At 15 months old Amalia had her palate repaired with Dr. Adetayo, another surgery not long after to relieve her tongue tie. “We were really just starting the cleft palate services,” Lisa says, but with the help of the center, they were all right here in the region. “They are constantly checking in, making sure she is well. They have all been very accessible.”
Now Amalia does an annual clinical visit with her team of doctors at the center. She has just finished being evaluated by a speech therapist there who is working with Amalia’s preschool to ensure they are bridging what she is learning in both places.
Today, at four-and-a-half years old, Amalia is “catching up,” Lisa says, adding that her youngest’s focus now is on speech and, of course, following around her big sister.
Trusting your gut
While Amalia’s journey started more than four years ago, another young one’s journey is still at its start. It’s 9pm on a Thursday night in June, and Colonie residents Mario Schiavone and Tanya McSherry are on their way to Boston for pre-op for a late June surgery. Their son Vincenzo, just 22 months old, is resting in the back seat.
“We knew after our 20-week ultrasound that he had a bilateral cleft lip,” Tanya says. “We later had a fetal MRI done where they diagnosed his cleft palate.”

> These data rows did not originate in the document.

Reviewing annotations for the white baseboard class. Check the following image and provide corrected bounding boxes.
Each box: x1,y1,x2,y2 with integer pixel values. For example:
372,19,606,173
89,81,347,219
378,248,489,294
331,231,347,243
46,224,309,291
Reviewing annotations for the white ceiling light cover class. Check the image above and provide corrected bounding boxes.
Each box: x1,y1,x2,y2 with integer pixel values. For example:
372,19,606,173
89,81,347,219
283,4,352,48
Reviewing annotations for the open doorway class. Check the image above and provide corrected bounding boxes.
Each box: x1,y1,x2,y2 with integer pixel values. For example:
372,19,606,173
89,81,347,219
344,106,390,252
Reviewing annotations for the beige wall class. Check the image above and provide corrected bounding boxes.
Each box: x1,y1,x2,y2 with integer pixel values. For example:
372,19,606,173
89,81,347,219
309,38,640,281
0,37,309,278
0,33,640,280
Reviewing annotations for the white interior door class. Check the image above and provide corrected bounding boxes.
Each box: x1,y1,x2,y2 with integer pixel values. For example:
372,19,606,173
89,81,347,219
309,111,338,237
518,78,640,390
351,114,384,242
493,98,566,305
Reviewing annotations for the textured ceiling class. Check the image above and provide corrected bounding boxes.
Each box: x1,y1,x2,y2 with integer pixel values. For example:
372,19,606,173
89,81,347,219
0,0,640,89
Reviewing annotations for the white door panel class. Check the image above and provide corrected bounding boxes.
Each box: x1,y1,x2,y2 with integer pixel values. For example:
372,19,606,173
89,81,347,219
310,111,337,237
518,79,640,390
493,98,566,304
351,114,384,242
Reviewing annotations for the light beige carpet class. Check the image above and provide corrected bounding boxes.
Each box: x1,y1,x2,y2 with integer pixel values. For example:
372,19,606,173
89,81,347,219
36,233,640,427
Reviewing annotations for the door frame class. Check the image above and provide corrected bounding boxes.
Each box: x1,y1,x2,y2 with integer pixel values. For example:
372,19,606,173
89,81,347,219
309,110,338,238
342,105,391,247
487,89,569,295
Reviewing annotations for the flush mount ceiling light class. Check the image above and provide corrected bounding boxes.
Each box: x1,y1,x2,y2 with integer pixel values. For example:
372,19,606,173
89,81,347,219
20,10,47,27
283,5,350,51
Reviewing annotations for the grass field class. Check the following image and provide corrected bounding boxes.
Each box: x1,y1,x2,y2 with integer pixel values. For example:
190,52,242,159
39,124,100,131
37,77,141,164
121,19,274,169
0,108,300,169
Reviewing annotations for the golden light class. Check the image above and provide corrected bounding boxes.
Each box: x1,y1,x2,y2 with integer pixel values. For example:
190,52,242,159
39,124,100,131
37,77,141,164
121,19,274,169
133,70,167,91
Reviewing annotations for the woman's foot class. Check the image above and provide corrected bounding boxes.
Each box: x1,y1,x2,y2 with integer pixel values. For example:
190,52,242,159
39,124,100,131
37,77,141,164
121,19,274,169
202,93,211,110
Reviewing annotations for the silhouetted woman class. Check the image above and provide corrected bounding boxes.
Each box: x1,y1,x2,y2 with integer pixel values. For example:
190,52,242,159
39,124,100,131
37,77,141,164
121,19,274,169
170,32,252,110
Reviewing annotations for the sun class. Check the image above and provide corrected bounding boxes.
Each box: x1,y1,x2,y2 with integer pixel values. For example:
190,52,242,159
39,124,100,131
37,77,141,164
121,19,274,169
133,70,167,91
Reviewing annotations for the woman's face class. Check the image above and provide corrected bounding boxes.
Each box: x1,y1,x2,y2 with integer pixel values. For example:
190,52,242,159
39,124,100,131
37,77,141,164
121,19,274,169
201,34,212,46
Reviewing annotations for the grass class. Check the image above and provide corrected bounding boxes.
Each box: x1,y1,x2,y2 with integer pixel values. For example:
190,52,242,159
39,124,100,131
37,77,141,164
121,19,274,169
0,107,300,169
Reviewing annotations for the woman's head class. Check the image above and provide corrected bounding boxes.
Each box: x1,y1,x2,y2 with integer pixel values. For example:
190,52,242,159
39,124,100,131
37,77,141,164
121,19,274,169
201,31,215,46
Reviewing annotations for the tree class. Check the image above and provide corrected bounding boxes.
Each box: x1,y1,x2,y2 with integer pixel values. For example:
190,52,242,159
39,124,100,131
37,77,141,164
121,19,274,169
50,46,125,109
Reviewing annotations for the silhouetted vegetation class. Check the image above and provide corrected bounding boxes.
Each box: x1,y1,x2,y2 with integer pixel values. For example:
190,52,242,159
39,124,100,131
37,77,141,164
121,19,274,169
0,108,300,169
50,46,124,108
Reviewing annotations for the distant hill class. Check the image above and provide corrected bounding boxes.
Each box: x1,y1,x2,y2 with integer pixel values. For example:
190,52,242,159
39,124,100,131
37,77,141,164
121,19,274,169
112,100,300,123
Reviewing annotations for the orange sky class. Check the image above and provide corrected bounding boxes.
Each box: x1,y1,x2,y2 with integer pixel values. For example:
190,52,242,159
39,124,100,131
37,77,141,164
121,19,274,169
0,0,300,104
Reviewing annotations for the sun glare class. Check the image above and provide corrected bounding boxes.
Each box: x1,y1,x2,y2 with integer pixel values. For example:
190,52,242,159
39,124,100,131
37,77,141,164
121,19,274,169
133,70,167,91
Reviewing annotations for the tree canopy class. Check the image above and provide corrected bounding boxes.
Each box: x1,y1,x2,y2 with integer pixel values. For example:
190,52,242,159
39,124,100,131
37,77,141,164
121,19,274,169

Vincenzo was born at Albany Med, staying only a week in the NICU for feeding issues. The hospital was a familiar space for the couple (in fact, their relationship began over a grilled cheese in the hospital’s cafeteria—Tanya a nurse and Mario then a security sergeant). But fast forward to today and they have been navigating a journey they didn’t anticipate, taking it head on with the most positive of attitudes. “When you’re standing behind your loved one, you just be the best parent you can be and do everything you need to do for them,” Mario says. Vincenzo had his first surgery at just five-and-a-half months, a lip adhesion procedure. At 13 months, he had his palate done. Both were handled at Albany Med with Dr. Adetayo. “Two surgeries with her and I said, ‘I really want to thank you because you are basically doing a miracle on our son,’” Mario recalls, adding that like any Italian he felt compelled to hug her. She happily obliged. “You feel like you have a friend in the operating room.”
Since then, Vincenzo has been learning away, working on sign language, making up games, just being a toddler. And yet his life is quite a bit more packed than the average tot. “We see his pediatrician more than average, but just for weight checks to make sure he’s growing,” Tanya says. Like Amalia, Vincenzo sees specialists to ensure he leads the best life possible.
While Boston wasn’t originally part of their plan, it is a path they felt they needed to take for the next step in their son’s journey.
Finding the support and building awareness
That’s just it about this journey for families of children with cleft palate or lip. It is all about trust. Trust in themselves to make the best decisions possible for their children. Trust in their doctors to always provide the best care. Trust even in their employers to allow them that time to take care of their little ones.
“One of the things that surprised me is that everyone we know seems to know someone who has had [cleft palate or lip],” Tanya says. “It’s a lot more common than the average person would realize.”
July is cleft and craniofacial awareness month. Dr. Adetayo says that when the center opened there were less than 40 patients in the system. Last year, nearly 3,000 outpatient visits were made, not including specialty areas like genetics, psychology and neurosurgery. “The need is there.”
And with funding from community members committed to the cause, like Lisa and Robert Moser of Saratoga Springs who last year donated $2.5 million to the center, the resources for these children will be here in the region to stay.
“Some issues like this, many people don’t think exist here,” Dr. Adetayo says. “But the one thing we are trying to do is create cleft and craniofacial awareness.